There are three groups of true magpies. The four species of magpie in the genus Pica are the Holarctic, or black-and-white, magpies. The nine species of Oriental magpie are generally blue-green and are in the Urocissa genus and the Cissa genus. The azure-winged magpie belongs in the genus Cyanopica. Here are some fun facts about this group of intelligent and curious birds.
- Magpies belong to the Corvid family, which makes them closely related to birds like jays, crows, and ravens.
- The cartoon characters Heckle and Jeckle are a pair of magpies.
- There are several collective nouns used to describe a group of magpies, including "a gulp of magpies" and "a mischief of magpies."
- Magpies aren't the only birds with "pie" in their name. Another group in the Corvid family is the treepies. One bird in this group has a confusing name: the Black Magpie of Asia.

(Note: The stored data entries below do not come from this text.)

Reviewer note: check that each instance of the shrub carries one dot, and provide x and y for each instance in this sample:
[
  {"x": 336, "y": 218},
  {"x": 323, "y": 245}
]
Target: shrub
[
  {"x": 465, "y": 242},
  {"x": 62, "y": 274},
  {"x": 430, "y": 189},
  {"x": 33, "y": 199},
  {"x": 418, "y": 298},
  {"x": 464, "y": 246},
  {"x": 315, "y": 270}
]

- Another bird with a confusing name is the Australian Magpie. This species isn't a magpie at all! Although its black-and-white plumage is very magpie-like, this species belongs in a different genus and is closely related to the Butcherbirds of Australasia.
- A recent taxonomical split may have added a new species of magpie to the list. The Azure-winged Magpie has an usual fragmented range with part of the population in southwestern Europe and part over in eastern Asia. Some ornithologists consider the two populations to be separate species, naming the European bird the Iberian Magpie.
- The Javan Green Magpie is the most endangered species of magpie. Endemic to Indonesia, it is considered to be Critically Endangered by the IUCN. Other endemic species of magpie include the Sri Lanka Blue Magpie, found only in Sri Lanka, and the Yellow-billed Magpie, found only in the U.S. state of California.